There is a sort of cosmic justice to this, because most of these ill advised laws were written in response to public outrage and demands that Congress "do something" about some flagrant violation of existing laws (e.g. Enron, illegal campaign donations, "hate" crimes).
In the Enron case, Enron issued obscure and cryptic, but technically truthful accounts, which supposedly showed that the company was making lots of money. This enabled the company to buy stuff with promises to pay later, and sell stuff cash in advance. A lot of people were puzzled. How was Enron making money?
A bunch of accountancy students went over Enron's accounts with a fine tooth comb, and discovered that Enron was
not making money. It was losing money hand over fist.
Word got around, and people selling stuff to Enron started demanding cash on the barrelhead, which of course Enron could not pay, and people buying stuff from Enron started demanding that they see their stuff before they paid for it, and of course Enron could not show them their stuff.
Pretty soon the paychecks bounced, people stopped turning up for work. The landlord of their offices tossed their stuff. Enron ceased to be. Capitalism 101, everything worked the way it was supposed to, except that their books were cryptic, misleading, and opaque.
So the government passed a law, Sarbannes-Oxley, supposedly banning accounts from being cryptic, misleading, and opaque.
But it was, of course, entirely impossible to comply with Sarbannes-Oxley. What people had to do instead was hire accountancy firms sufficiently important and well connected that whatever they did was deemed compliance with Sarbannes-Oxley.
The left, starting with Rousseau, have always been fundamentally hostile to civilization, all of it, lock stock and barrel. Thus with Sarbannes-Oxley the modern left did to double entry accounting, what the Occupy movement did to poop control. Sarbannes-Oxley, no less than modern university courses, is part of the left’s war on western civilization and modern technology.

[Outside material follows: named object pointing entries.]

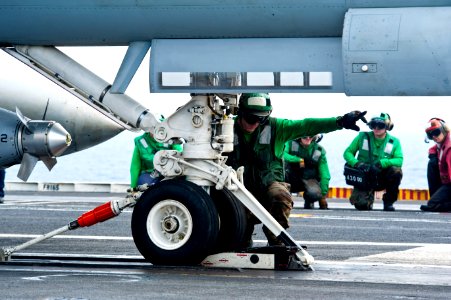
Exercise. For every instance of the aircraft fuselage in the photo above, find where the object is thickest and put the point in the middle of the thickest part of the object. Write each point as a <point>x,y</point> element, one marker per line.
<point>119,22</point>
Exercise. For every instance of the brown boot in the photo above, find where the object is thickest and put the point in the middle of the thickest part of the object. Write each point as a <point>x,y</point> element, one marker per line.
<point>323,203</point>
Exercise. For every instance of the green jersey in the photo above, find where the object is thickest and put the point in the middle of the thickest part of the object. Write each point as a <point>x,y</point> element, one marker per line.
<point>387,151</point>
<point>143,154</point>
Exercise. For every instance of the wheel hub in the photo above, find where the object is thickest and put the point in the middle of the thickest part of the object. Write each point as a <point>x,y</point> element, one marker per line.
<point>171,224</point>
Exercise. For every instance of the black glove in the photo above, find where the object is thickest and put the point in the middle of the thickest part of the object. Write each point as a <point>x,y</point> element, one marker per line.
<point>376,168</point>
<point>349,120</point>
<point>363,167</point>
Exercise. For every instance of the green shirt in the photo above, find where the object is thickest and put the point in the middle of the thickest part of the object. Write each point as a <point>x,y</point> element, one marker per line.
<point>261,152</point>
<point>316,166</point>
<point>143,154</point>
<point>387,151</point>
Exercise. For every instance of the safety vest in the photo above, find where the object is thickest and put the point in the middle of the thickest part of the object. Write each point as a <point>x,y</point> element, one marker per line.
<point>261,166</point>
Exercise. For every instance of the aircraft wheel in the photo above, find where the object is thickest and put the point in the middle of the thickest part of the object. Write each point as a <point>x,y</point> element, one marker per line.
<point>175,223</point>
<point>232,221</point>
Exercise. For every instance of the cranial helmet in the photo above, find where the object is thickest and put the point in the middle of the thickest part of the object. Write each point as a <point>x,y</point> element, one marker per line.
<point>255,103</point>
<point>434,127</point>
<point>383,118</point>
<point>434,123</point>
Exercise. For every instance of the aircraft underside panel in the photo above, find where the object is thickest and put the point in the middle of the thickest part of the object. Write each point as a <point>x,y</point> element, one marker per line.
<point>399,52</point>
<point>239,65</point>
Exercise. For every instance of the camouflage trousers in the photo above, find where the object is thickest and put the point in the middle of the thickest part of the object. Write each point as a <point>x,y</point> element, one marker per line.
<point>279,205</point>
<point>389,179</point>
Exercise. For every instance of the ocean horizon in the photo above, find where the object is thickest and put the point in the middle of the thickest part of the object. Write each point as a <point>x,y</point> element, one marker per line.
<point>109,162</point>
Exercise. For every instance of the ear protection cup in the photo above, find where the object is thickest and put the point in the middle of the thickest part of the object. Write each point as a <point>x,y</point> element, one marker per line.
<point>442,122</point>
<point>388,121</point>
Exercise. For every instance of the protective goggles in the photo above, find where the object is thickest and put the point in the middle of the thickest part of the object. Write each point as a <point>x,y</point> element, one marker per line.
<point>436,132</point>
<point>252,119</point>
<point>377,125</point>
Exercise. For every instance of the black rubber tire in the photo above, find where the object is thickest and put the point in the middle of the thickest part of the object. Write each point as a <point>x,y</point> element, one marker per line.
<point>232,221</point>
<point>204,220</point>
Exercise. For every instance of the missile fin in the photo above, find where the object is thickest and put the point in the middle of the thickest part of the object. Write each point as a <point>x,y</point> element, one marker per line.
<point>26,166</point>
<point>49,162</point>
<point>22,118</point>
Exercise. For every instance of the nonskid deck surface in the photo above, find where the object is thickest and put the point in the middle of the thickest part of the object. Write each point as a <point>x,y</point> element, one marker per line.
<point>354,250</point>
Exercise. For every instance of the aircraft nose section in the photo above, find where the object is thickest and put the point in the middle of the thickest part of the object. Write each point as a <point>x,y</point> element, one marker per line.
<point>58,139</point>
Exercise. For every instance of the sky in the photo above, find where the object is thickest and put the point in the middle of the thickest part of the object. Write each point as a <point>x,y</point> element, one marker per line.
<point>409,114</point>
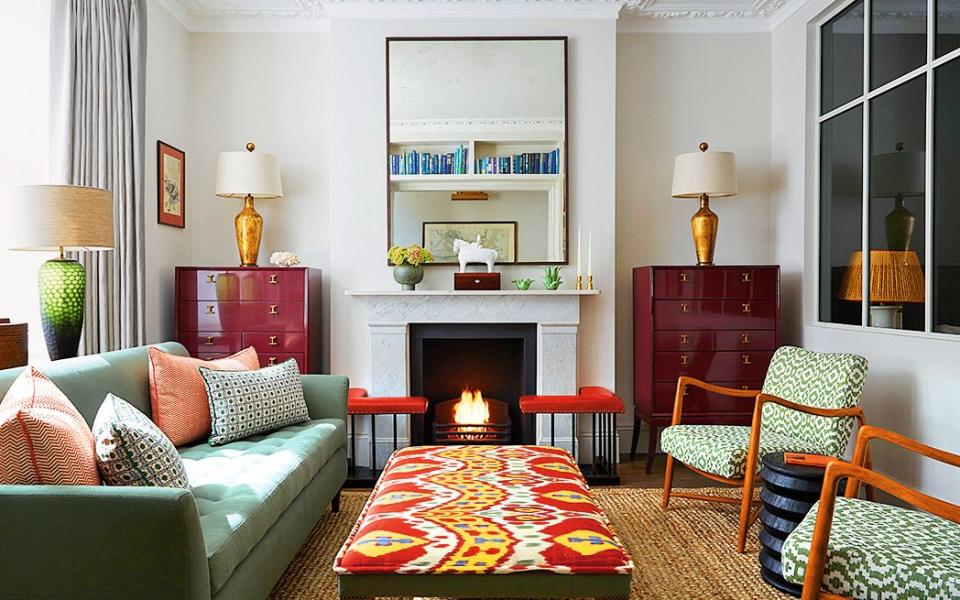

If Enron's accounts were opaque, Sarbannes-Oxley accounts are irrelevant, reflecting official reality without regard to observable reality.
In the present crisis, a lot of strange accounting has come to light, strange accounting often curiously similar to that conducted by Enron – but due in part to Sarbannes-Oxley, only came to light after numerous financial institutions bit the dust, whereas before Sarbannes Oxley, it came to light before Enron bit the dust, and caused Enron to bite the dust.
The way real accounting works is that accountants ask people who actually operate the company where money and valuables are, and what was done with past money and valuables, what happened to the previous years money and valuables, and do some spot checks to make sure that the money and valuables reported to be there actually are there.
Theoretically this also happens in Sarbannes-Oxley but in practice it is is apt to be the other way around. Instead of listening, the godlike accountants tell people, and rather than the accounts reflecting reality, reality is supposed to be adjusted to reflect the accounts, much as peer review results in the scientific community telling the experimenter what he observed, instead of the experimenter telling the scientific community what he observed.
By examining Enron’s accounts carefully and cynically, people could, and did, discover that Enron was deeply in debt and losing money hand over fist, and was therefore unlikely to be able to pay for goods it had purchased, nor supply goods it had been paid for. There was no way that someone examining MF Global’s accounts could tell that MF Global had already pissed away its client’s money on European welfare bums. That is the difference that Sarbannes-Oxley made.